I must say, I am truly blessed with a comfortable life. I have a job, a loving family, many friends and wonderful colleagues at work. And if we go by the trend, I could afford to drive around in luxury, vacation outside the country every now and then, but go party every evening or play golf during weekends. At work, I could stick to rules, play safe, avoid making mistakes, come and go on time and never step on anyone's toes. Lest someone question my being "true" Buddhist, I could invite monks to chant some prayers and play some drums and horns at my place. I could also be seen going around the Memorial Chorten every day.
Or else........ I could come out of my comfort zone. I could give some time and energy to some social works with those who are less fortunate, help some poor children complete their studies or pay for some addicts go to some rehabs. At work, I would not only "do my job", but also spend few hours more every day to do my work better, make an extra effort to help someone who doesn’t fit the criteria, take some initiatives to develop the system (after all the existing rules or business models were created by someone before you) and challenge the conventional wisdom - everything in good faith, of course.
Few days back I met a group of former addicts and alcoholics. I had met them some years earlier while I was researching on my film script. While I was happy to see them again, I was saddened to realise that many of them, despite being clean, have not moved on with their lives. The reasons were varied - a society refusing to accept them back, friends and families who have erased them from their lives, a system that has stereotyped them and public officials who throw them out of job interviews, etc.
It was heart breaking and equally disturbing for a society that brags about jampa dang nyingzhi (love and compassion). But getting discouraged by what is not going right, or disheartened by people who live in their comfort zone, is not style. I tried to lift their spirits by saying that we were all born for a purpose and as long as we breathe there is hope. Of course, I empathized with their hardships. I know the unreasonable bureaucratic hats we wear in our official positions or when we are in positions of power – and all our contradictions and hypocrisies.

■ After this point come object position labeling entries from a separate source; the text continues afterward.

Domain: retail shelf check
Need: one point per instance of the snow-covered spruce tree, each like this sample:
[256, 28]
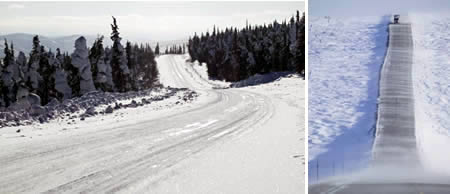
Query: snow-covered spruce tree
[98, 65]
[46, 84]
[73, 77]
[32, 75]
[149, 68]
[80, 60]
[22, 89]
[300, 45]
[62, 89]
[7, 76]
[120, 71]
[263, 49]
[132, 66]
[157, 49]
[108, 70]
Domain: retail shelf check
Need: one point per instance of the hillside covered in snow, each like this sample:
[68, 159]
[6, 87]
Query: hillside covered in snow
[431, 70]
[345, 57]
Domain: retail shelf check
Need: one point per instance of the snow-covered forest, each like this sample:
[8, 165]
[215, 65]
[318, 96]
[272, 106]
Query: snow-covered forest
[175, 49]
[234, 55]
[46, 75]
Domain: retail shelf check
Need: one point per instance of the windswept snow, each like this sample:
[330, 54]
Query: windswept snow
[246, 140]
[431, 70]
[345, 57]
[267, 159]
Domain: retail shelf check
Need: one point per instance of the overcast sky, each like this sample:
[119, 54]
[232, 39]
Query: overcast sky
[138, 21]
[375, 7]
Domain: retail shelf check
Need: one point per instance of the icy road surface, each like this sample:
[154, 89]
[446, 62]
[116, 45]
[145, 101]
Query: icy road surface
[260, 147]
[395, 166]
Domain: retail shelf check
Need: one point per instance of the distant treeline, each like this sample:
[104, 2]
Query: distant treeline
[234, 55]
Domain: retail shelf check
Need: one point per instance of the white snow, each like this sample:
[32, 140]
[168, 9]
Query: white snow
[80, 60]
[267, 159]
[431, 70]
[169, 145]
[345, 56]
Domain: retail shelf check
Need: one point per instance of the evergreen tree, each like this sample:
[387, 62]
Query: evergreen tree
[120, 71]
[157, 49]
[33, 77]
[234, 54]
[61, 87]
[80, 60]
[7, 73]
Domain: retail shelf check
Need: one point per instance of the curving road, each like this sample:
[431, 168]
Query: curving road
[130, 158]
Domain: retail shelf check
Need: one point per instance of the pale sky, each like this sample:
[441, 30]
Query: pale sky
[374, 7]
[138, 21]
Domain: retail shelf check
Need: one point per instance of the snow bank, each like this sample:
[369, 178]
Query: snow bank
[268, 159]
[259, 79]
[345, 57]
[431, 70]
[90, 104]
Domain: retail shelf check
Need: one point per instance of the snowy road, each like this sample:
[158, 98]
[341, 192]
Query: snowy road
[132, 157]
[395, 166]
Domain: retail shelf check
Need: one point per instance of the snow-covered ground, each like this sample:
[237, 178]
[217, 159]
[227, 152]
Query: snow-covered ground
[345, 57]
[246, 140]
[267, 159]
[431, 70]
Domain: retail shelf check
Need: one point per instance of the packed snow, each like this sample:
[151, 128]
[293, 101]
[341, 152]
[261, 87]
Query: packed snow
[345, 57]
[196, 138]
[431, 70]
[267, 159]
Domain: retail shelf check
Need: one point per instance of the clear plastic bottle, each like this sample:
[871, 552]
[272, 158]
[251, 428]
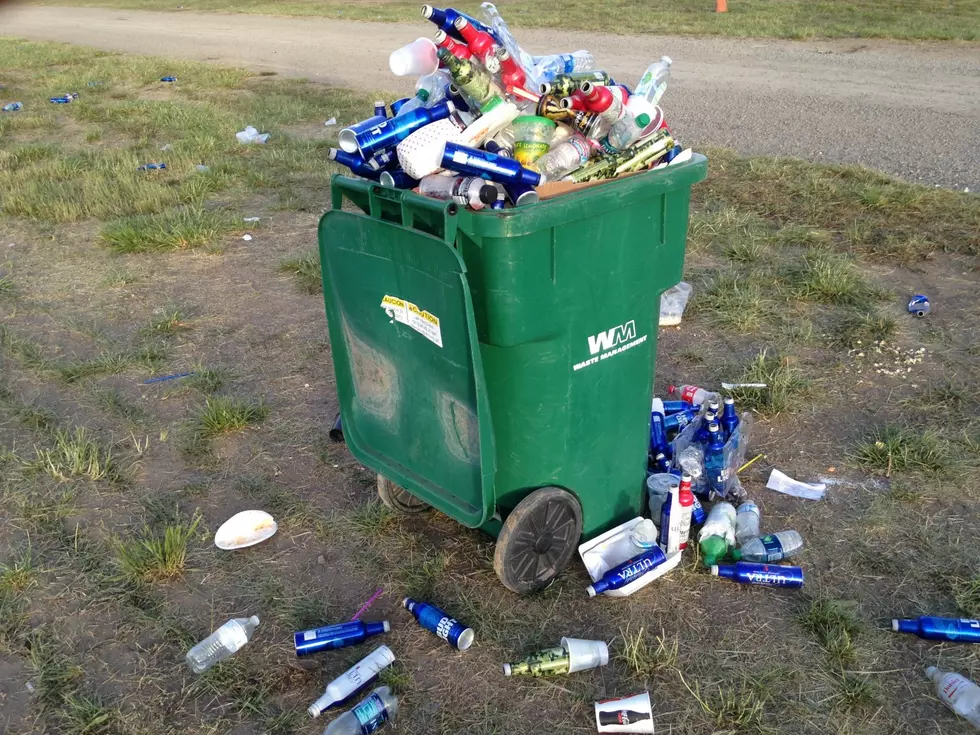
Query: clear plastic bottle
[958, 693]
[693, 394]
[564, 158]
[747, 522]
[369, 715]
[221, 644]
[771, 548]
[644, 535]
[499, 26]
[467, 191]
[547, 68]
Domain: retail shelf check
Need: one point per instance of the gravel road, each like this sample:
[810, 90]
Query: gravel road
[910, 110]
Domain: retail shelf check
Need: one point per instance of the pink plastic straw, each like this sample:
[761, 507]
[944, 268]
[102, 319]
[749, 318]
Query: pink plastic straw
[366, 605]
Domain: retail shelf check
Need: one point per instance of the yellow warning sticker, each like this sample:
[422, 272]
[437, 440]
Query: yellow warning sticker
[407, 313]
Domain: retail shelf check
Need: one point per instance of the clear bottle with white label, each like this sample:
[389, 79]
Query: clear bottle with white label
[221, 644]
[355, 678]
[371, 713]
[958, 693]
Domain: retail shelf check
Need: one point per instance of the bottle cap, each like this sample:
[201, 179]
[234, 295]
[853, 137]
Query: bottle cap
[488, 194]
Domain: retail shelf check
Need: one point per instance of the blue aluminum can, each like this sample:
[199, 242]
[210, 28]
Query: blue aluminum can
[677, 421]
[474, 162]
[658, 434]
[435, 620]
[331, 637]
[377, 133]
[919, 305]
[767, 575]
[960, 630]
[397, 179]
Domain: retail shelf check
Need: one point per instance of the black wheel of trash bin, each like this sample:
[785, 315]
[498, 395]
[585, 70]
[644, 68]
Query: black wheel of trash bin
[398, 498]
[538, 539]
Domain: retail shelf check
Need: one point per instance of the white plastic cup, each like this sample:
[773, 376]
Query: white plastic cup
[414, 59]
[420, 154]
[629, 714]
[584, 655]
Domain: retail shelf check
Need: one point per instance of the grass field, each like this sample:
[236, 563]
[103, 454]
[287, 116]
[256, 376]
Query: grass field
[902, 19]
[112, 489]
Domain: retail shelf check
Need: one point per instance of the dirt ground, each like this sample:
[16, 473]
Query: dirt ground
[807, 266]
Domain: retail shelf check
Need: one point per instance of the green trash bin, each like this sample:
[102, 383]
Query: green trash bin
[498, 365]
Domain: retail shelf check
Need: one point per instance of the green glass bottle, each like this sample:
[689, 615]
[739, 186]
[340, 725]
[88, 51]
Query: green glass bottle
[471, 79]
[551, 661]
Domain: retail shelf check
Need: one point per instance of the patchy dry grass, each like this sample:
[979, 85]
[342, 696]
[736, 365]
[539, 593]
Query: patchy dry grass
[131, 562]
[912, 19]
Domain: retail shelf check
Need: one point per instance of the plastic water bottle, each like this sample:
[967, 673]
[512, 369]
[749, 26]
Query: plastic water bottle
[762, 574]
[221, 644]
[627, 572]
[467, 191]
[714, 461]
[729, 418]
[372, 712]
[961, 630]
[958, 693]
[456, 48]
[354, 679]
[546, 68]
[693, 394]
[747, 522]
[774, 547]
[507, 40]
[564, 158]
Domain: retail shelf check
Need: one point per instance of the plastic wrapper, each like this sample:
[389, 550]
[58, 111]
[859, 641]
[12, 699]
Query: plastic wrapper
[673, 302]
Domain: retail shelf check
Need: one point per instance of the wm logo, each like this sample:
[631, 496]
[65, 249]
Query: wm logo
[612, 337]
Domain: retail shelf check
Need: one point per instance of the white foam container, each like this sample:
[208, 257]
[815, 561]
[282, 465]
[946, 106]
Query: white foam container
[613, 548]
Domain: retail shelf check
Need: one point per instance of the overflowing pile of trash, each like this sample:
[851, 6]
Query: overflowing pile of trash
[491, 126]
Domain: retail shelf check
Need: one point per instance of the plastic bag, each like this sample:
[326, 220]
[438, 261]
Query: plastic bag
[251, 135]
[672, 303]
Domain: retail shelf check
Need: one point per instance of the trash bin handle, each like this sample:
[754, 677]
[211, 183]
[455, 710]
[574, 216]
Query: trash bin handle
[409, 202]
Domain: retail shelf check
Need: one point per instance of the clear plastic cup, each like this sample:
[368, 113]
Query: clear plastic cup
[414, 59]
[532, 138]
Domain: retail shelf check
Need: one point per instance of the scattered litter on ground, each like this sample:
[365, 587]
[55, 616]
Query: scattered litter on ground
[251, 135]
[244, 529]
[783, 483]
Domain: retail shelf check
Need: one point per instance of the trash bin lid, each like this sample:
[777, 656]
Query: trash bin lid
[407, 360]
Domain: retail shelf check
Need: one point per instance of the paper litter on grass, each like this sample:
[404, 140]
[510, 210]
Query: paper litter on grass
[783, 483]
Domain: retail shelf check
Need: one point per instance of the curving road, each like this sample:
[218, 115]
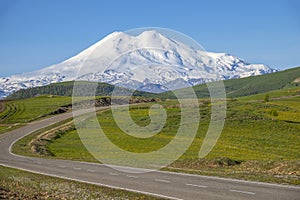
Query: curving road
[161, 184]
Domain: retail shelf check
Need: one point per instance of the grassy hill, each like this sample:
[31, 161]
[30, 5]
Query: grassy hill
[255, 144]
[251, 85]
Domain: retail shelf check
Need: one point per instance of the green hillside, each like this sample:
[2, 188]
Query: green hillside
[250, 85]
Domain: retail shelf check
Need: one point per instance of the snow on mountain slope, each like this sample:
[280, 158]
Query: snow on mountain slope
[149, 61]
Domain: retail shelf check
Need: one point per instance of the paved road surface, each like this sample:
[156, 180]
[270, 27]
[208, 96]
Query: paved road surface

Still this is a country with a bright future and a nation that can always hope in a functioning government and, above all, in a caring King.
Leaving one's comfort zone can be tough. One has to make sacrifices in terms of time and resources, be almost immune to public badmouthing and not be carried away by gossipmongers and cynics. However, as a human being you have one chance to do something good so that when it is time for you to leave this world, and you don't know when, you will at least leave feeling good that you made a difference in someone’s life.